Barr and I returned. Joanne was in the living room, looking into the hallway toward the closed bedroom door.
“The director of your group,” I said. “The same one you worked for back then?”
“Yes.”
“I want to talk to him.”
She gave a resigned nod. She understood it was useless to argue. Which it was.
We walked into the den. She took her own phone from her purse. She set it on my desk and hit SPEAKER then a speed-dial button. Although today’s scrambled phones no longer sound like a fax machine, I imagined I heard a clatter as there was a click, and a voice rose from the black box in front of us. “This is Williams.”
“It’s me,” Joanne said. There was a momentary pause while, presumably, some electronics verified that this was her voice. “On speaker.”
“On speaker,” Williams grumbled. “That says a lot.”
Meaning that we’d figured it all out.
“Yessir.”
I identified myself and explained that I was in charge of the protection detail for the Kesslers.
Williams of the elusive first name said, “I know who you are. I figured it was just a matter of time. Somebody’s been tickling our servers.”
I was certainly angry at the withholding of the information about her prior career but I recalled my mantra about defining goals and coming up with efficient solutions.

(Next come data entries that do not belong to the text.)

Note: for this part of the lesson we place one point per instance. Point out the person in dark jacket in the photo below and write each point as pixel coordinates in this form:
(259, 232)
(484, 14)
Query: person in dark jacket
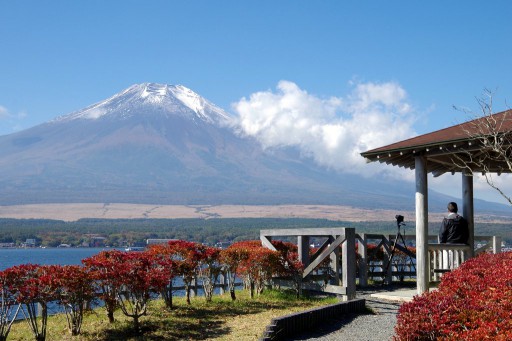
(454, 228)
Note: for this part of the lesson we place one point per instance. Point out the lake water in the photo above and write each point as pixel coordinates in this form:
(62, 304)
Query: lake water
(48, 256)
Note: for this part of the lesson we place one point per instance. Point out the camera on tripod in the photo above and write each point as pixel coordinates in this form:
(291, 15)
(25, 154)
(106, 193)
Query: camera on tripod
(399, 220)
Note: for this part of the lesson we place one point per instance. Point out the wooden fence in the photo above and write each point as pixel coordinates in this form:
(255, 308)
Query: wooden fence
(379, 257)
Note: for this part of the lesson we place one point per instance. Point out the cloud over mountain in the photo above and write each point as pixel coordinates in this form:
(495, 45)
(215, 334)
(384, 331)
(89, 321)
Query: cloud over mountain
(332, 131)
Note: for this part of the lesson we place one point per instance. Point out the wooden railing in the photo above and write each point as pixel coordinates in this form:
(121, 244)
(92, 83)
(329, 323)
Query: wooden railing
(442, 257)
(343, 274)
(342, 280)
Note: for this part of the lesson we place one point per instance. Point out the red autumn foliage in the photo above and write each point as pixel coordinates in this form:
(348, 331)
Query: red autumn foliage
(209, 269)
(75, 291)
(232, 258)
(103, 269)
(34, 285)
(9, 308)
(139, 275)
(473, 302)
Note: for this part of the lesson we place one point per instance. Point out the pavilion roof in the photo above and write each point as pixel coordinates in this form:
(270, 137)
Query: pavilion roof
(445, 148)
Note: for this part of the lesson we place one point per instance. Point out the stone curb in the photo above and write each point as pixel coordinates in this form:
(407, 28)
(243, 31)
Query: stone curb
(288, 325)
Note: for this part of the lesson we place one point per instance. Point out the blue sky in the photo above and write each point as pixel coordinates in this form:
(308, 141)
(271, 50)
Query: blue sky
(57, 57)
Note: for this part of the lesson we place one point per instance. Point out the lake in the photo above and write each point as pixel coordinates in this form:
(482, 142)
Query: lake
(48, 256)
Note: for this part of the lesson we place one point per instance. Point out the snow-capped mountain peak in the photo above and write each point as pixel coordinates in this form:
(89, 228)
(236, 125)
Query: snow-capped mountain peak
(148, 98)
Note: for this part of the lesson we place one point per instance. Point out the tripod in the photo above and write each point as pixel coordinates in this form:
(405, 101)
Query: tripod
(396, 245)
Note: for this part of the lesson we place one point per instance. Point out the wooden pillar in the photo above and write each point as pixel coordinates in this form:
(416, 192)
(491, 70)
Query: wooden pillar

There might be a time for recrimination but the task now was to keep the Kesslers safe and to find the primary who had hired Loving. So I said, “I need all the details on this man who was involved in Joanne’s last case.”
A pause on the other end, which might have been a reaction to my request. Or it might have arisen because the woman in question wasn’t Joanne to him but Lily Hawthorne.

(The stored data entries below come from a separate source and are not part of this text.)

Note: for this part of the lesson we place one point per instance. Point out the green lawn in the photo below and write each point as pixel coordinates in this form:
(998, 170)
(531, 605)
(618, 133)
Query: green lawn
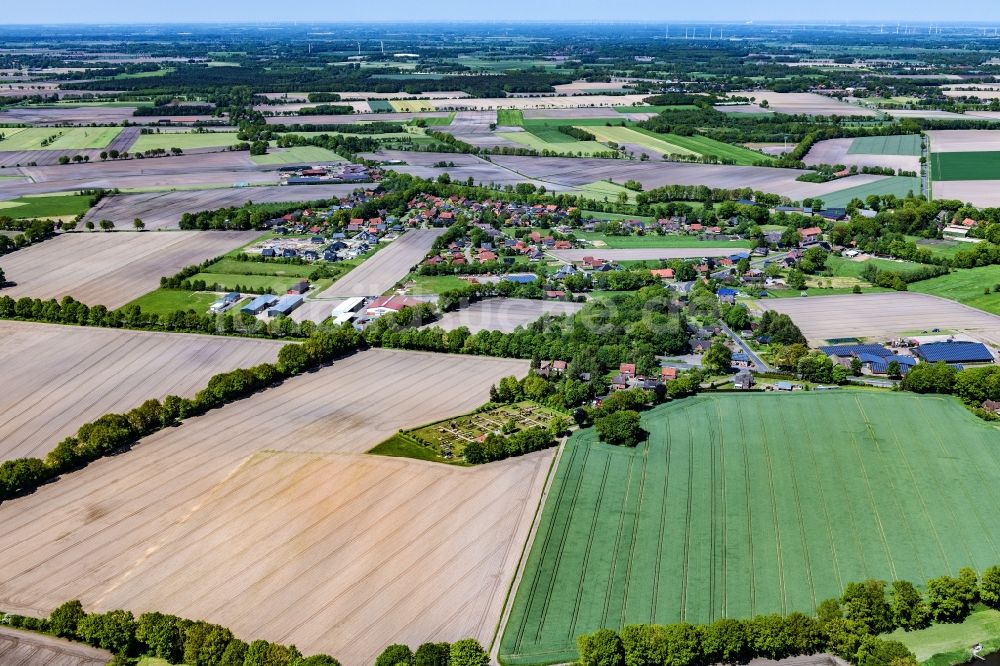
(897, 185)
(965, 166)
(298, 154)
(165, 301)
(740, 505)
(657, 241)
(946, 644)
(965, 286)
(63, 138)
(184, 141)
(906, 144)
(46, 205)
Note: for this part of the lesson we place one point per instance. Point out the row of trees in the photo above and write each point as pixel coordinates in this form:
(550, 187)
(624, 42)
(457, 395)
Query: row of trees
(849, 627)
(113, 432)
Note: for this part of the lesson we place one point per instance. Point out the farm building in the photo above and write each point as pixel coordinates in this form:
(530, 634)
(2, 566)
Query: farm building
(259, 304)
(954, 351)
(285, 305)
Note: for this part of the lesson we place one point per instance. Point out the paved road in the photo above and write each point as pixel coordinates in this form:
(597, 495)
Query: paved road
(757, 360)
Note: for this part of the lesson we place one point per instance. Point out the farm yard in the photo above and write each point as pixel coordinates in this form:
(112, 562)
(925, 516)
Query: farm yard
(742, 505)
(386, 267)
(446, 440)
(25, 648)
(163, 210)
(110, 269)
(60, 377)
(883, 316)
(503, 314)
(264, 516)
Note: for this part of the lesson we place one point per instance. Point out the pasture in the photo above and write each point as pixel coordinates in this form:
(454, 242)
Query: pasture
(57, 138)
(503, 314)
(110, 269)
(385, 268)
(60, 377)
(266, 517)
(184, 140)
(966, 166)
(883, 316)
(728, 511)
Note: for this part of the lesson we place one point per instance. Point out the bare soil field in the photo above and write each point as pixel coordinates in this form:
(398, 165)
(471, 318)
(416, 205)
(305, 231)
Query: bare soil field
(575, 172)
(964, 141)
(59, 377)
(834, 151)
(264, 517)
(111, 269)
(806, 103)
(163, 210)
(983, 193)
(646, 253)
(883, 316)
(503, 314)
(388, 266)
(24, 648)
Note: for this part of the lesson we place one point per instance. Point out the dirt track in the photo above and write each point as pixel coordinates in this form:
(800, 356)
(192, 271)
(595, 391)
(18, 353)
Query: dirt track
(389, 265)
(59, 377)
(264, 517)
(111, 269)
(24, 648)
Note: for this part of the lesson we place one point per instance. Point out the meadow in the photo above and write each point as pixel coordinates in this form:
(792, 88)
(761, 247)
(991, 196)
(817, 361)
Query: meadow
(739, 505)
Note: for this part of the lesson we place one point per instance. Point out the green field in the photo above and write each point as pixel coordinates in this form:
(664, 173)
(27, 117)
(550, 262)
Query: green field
(655, 241)
(64, 138)
(965, 166)
(165, 301)
(552, 141)
(965, 286)
(184, 140)
(897, 185)
(742, 504)
(945, 644)
(905, 144)
(45, 205)
(299, 154)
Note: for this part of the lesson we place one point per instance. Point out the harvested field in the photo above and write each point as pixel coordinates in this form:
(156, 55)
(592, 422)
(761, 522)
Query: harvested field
(964, 141)
(386, 267)
(806, 103)
(324, 547)
(567, 172)
(741, 505)
(647, 253)
(841, 151)
(111, 269)
(503, 314)
(25, 648)
(60, 377)
(883, 316)
(163, 210)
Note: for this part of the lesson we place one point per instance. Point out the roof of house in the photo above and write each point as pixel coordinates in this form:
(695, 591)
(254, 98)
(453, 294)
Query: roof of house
(955, 351)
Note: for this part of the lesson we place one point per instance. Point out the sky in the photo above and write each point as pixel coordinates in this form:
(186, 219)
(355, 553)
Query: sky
(180, 11)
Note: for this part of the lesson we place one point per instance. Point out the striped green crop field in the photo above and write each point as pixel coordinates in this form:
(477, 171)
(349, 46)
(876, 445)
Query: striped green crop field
(747, 504)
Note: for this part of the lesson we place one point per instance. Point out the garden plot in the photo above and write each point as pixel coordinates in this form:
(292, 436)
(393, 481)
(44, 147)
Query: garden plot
(503, 314)
(111, 269)
(263, 517)
(883, 316)
(386, 267)
(810, 104)
(60, 377)
(163, 210)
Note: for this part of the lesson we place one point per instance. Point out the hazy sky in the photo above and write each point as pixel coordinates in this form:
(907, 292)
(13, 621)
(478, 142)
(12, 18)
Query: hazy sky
(129, 11)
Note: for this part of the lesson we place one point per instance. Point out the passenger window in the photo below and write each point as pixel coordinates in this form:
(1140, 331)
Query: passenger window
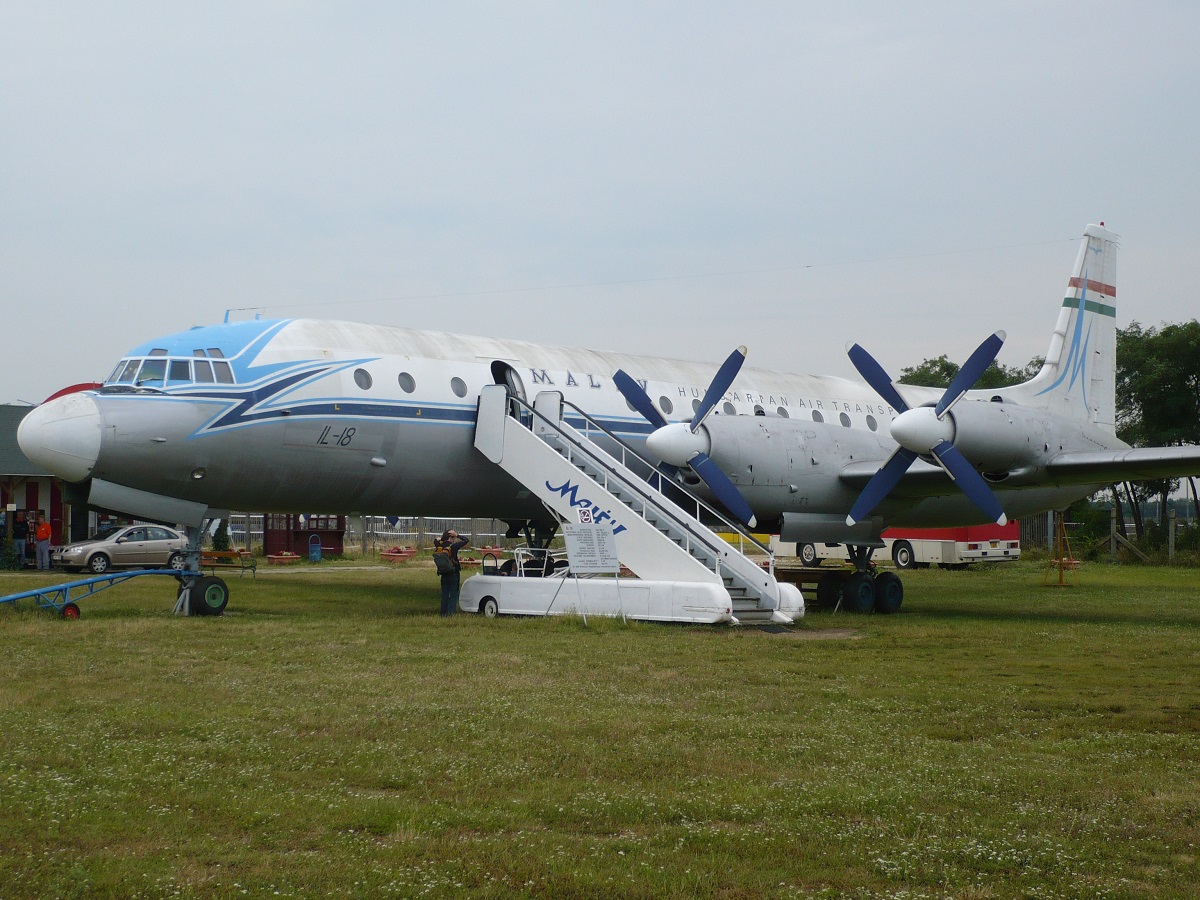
(153, 372)
(180, 371)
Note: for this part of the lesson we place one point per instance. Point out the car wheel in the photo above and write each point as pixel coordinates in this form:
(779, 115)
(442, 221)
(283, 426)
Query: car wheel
(903, 555)
(210, 595)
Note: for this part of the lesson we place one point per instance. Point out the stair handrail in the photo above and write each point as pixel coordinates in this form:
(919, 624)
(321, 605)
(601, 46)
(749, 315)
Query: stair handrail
(639, 484)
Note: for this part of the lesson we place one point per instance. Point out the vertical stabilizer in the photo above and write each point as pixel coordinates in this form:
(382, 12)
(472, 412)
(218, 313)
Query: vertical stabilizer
(1079, 376)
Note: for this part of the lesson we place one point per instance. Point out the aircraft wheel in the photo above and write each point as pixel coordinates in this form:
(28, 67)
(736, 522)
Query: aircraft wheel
(829, 589)
(858, 593)
(210, 595)
(888, 593)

“There is absolutely no shred of evidence that he’s involved. Or anybody else that Joanne came in contact with. We’ve been monitoring the situation from the beginning.”

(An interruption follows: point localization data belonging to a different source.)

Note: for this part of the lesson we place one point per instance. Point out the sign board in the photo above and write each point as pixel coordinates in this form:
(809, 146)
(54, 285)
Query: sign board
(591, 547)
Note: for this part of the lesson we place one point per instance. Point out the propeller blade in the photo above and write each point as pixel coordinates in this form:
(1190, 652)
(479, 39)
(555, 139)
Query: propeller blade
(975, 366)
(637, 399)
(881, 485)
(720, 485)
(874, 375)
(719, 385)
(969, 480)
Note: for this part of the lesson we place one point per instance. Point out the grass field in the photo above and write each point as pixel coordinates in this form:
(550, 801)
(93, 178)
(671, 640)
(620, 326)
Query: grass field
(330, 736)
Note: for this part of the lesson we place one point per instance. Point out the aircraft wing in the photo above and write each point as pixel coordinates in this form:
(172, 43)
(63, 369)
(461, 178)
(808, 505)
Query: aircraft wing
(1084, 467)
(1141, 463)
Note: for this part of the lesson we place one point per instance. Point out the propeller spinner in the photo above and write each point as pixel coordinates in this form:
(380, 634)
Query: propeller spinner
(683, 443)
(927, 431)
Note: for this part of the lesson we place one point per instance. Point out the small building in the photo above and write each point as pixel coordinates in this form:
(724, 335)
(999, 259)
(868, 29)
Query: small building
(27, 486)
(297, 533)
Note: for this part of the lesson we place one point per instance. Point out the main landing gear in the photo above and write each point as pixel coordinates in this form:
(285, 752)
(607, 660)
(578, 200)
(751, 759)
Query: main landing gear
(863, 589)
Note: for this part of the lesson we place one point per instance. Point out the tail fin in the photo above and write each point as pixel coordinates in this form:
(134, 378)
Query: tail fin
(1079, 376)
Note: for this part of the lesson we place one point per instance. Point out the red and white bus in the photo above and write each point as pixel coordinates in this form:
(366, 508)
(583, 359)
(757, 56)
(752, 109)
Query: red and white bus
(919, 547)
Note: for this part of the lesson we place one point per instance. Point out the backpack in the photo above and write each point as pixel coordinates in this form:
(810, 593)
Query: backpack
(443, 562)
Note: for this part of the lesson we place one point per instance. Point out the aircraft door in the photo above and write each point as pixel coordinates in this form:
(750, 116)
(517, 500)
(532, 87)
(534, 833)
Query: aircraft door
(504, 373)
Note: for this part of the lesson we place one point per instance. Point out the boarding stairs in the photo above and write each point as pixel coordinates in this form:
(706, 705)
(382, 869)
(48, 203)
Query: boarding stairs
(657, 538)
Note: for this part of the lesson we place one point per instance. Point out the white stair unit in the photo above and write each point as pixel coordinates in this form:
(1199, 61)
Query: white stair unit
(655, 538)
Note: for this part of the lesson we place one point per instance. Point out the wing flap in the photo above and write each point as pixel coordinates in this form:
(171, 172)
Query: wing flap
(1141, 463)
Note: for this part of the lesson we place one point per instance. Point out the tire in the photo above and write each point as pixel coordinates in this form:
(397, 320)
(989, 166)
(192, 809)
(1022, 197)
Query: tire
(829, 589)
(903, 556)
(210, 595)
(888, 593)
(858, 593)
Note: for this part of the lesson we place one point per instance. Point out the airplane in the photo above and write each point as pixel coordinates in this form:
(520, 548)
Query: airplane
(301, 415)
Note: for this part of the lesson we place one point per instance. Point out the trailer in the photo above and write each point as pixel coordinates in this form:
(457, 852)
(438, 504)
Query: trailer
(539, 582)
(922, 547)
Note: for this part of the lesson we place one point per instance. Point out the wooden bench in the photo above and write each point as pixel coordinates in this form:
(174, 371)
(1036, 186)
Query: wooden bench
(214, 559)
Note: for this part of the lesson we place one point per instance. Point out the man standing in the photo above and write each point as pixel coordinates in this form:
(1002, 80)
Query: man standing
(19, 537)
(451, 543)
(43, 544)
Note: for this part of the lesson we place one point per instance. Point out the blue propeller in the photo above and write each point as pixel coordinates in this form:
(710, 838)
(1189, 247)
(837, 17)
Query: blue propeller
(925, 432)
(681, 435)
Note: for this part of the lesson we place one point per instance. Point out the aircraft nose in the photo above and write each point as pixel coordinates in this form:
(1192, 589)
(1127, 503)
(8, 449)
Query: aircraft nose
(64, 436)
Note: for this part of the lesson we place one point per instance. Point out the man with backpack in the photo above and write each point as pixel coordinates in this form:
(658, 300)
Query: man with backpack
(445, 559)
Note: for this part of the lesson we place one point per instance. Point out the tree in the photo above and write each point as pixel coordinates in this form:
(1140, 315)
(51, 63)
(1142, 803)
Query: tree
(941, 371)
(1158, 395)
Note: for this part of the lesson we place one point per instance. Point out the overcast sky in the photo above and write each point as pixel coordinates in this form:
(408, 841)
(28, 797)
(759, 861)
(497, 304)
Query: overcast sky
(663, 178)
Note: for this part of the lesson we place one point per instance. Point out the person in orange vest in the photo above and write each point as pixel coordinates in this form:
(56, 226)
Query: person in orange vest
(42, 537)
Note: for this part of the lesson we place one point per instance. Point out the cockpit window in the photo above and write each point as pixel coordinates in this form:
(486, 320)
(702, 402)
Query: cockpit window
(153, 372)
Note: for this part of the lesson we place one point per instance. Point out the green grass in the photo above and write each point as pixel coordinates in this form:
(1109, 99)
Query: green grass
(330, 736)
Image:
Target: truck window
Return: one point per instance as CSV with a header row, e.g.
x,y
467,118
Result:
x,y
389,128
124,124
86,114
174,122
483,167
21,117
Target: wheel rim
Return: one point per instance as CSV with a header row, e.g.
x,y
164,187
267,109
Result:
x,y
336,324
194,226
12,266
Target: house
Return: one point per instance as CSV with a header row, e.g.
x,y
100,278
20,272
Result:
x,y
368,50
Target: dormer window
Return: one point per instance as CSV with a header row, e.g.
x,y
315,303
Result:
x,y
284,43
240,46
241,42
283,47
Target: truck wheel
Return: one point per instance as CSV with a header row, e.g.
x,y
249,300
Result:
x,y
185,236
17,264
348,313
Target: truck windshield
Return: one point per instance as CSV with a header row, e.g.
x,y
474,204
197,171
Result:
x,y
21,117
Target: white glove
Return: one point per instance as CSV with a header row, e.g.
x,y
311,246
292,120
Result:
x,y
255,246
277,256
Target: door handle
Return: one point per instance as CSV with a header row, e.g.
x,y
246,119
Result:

“Even so, I want the name.”
“I can’t do that.”
I said firmly, “I hope you understand that I have a job to do. Part of that is assessing threats on my own. I can’t just take your word for it.”
“Part of my job is keeping matters like this very, very private.”
“I know that,” I said slowly.
And let my threat register and spread. Public announcements can often be a very effective edge.
Williams sighed. “His name is Aslan Zagaev. He is a Chechnyan Muslim. Naturalized as part of the plea deal.”
“You’ve been monitoring him. Where is he?”
“At the moment? At home in Alexandria.”
“What’re his details?”
“Owns a half dozen carpet stores. A restaurant. My people have been through everything, Corte. I mean everything. Com profiles, banking accounts, travel records, corporate holdings, investments, family, brother and sisters, associates. Nothing. He’s absolutely clean.”
“Chechnyan Muslim. Does he go to the Middle East?”
“Yes. On business to buy rugs. But we don’t have GPS around his neck. The folks he was dealing with here, the couple in the deli? They were Pakistani, not Arabs. And recently? No phone calls in the past two weeks. Routine at his office hasn’t been affected, best as we can tell. Christ, Corte, we’re taking this seriously. We know what we’re doing.”
I asked, “Could he be deep cover, a sleeper?”
Williams asked, “After six years? They don’t really work that way.” He said this with some authority. “Besides, sleepers don’t volunteer at the Georgetown Islamic Youth Center. Or go near anyplace with the I word in it. He’d be at Presbyterian bake sales.”
“You have no other actors it could be?”
“That’s right.”
Presumably because they were dead.
I said, “I want the names of your security man and analyst on Zagaev.”
“Corte, what could Lily… what could Joanne possibly know that he’d have any interest in, after all these years?”
The answer seemed obvious to me. “She knows where to find you, doesn’t she?”